From this, he builds a list of factors related to the outcomes of national crises

  1. National consensus that one’s nation is in crisis
  2. Acceptance of national responsibility to do something
  3. Building a fence, to delineate the national problems needing to be solved
  4. Getting material and financial help from other nations
  5. Using other nations as models of how to solve the problems
  6. National identity
  7. Honest national self-appraisal
  8. Historical experience of previous national crises
  9. Dealing with national failure
  10. Situation-specific national flexibility
  11. National core values
  12. Freedom from geopolitical constraints

In Upheaval he explores a half-dozen national crises through this lens.

Comments

  1. David Foster says:

    Relates to the old advice for pilots having a problem:

    CONTROL the airplane
    CONFESS to yourself that you have a problem
    CONSERVE your fuel
    CLIMB to a higher altitude
    COMMUNICATE with air traffic control or other sources of assistance
    COMPLY with what you are advised to do

    (all context-dependent except for the first two)

  2. Kirk says:

    Ooh… Looky! Consultancy buzz-word bingo.

    The more I read of Diamond, the less respect I have for him. He’s another glib jackass with a knack for popularizing ideas that are half-assed beyond belief. I would put him in the same box as Marshall, Grossman, Ambrose and the rest of that lot of frauds and crooks.
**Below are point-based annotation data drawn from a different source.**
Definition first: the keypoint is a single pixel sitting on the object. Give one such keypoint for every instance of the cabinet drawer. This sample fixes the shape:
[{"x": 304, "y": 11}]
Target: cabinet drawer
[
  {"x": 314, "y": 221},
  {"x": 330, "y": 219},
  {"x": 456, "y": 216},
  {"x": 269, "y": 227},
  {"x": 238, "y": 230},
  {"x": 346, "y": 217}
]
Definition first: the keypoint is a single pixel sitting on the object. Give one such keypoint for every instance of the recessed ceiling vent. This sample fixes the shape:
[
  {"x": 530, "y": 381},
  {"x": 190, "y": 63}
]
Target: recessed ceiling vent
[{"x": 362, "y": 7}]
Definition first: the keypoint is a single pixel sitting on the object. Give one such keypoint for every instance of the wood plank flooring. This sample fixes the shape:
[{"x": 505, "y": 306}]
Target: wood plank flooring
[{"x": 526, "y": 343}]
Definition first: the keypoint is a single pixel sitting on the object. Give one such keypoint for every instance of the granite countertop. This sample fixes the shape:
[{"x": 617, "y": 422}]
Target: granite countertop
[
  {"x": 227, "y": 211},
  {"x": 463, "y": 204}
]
    In all cases, they have the seed of a reasonable thesis, and then go off to gather their evidence for it being true, ignoring everything else. Diamond’s BS about the Easter Island collapse is epic, especially in light of all that’s been discovered recently.

    You’ll note that he hasn’t gone back to make any corrections, either. Intellectual fraudster, pure and simple.

  3. Graham says:

    Well, I definitely see the value of checklists in many, many types of environment or situation, as well as of lists that specifically break down jobs or concepts. That list does both, and it’s not a bad list.
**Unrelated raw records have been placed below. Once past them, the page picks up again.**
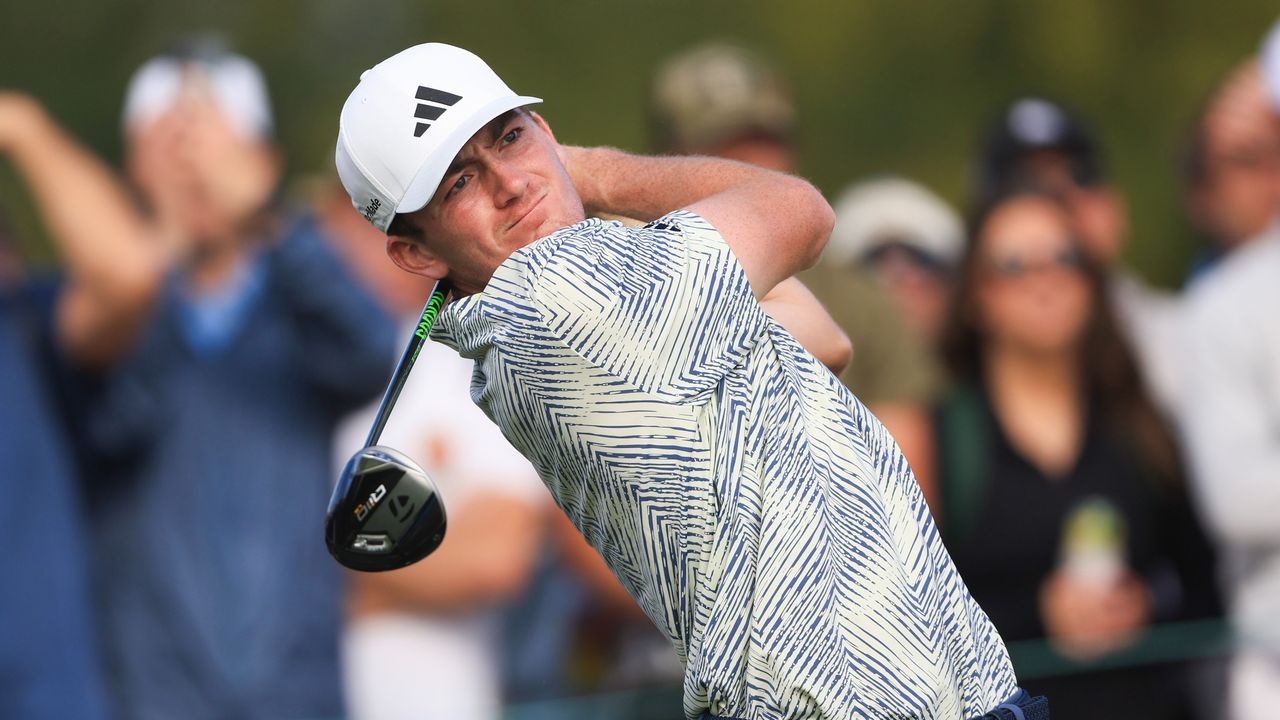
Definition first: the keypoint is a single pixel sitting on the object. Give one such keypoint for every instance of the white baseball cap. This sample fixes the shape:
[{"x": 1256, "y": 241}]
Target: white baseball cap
[
  {"x": 873, "y": 213},
  {"x": 234, "y": 82},
  {"x": 407, "y": 119},
  {"x": 1271, "y": 64}
]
    The problems are that any such list needs to be kept open to constant refinement even when in use. There’s always something missing or too much or in the wrong place.

    And that one can get rather stuck on early items in the list.

    The big one here would be agreement on whether or not a person or nation is in crisis, and even if so, what precisely the nature of that crisis is and what the solution. Strictly speaking, civil war is just an extremely vigorous brain-storming session to answer those questions. But by then one has to be working without a list to keep up.

  4. Paul from Canada says:

    The problem with these guys is that they are not stupid, and have some good ideas and intriguing little side bits that come out of the data. The basic bits of Guns Germs and Steel, that geography, climate and the type of agricultural resources and domesticable animals available had an impact on human development is fine. Where he went wrong is attributing EVERYTHING to that.

    One humorous example of someone who had to admit error was Gwynne Dyer. To his credit, he did. His seminal book WAR and the associated TV series was quite good. I didn’t agree with all of it, but it was nevertheless very interesting and thought provoking, and a fun read.

    His basic thesis, was that technology had made war extremely dangerous. Interconnected alliances had brought us to world war twice in the 20th century, and if we did it again, that would be the end of civilization, so we had best study how to prevent it from happening again.

    His two biggest points were that alliances were dangerous. They kept a balance of power and allowed smaller nations greater security, but when they failed to prevent a war, they made the resulting one catastrophic. His second big point is that we humans have not evolved much, and our psychology is much like our primitive ancestors, but our war making technology is so much better, and new technology with old psychology is making things too deadly. Primitive warfare was self limiting and casualties were few, whereas with technology, the old limiting factors didn’t work.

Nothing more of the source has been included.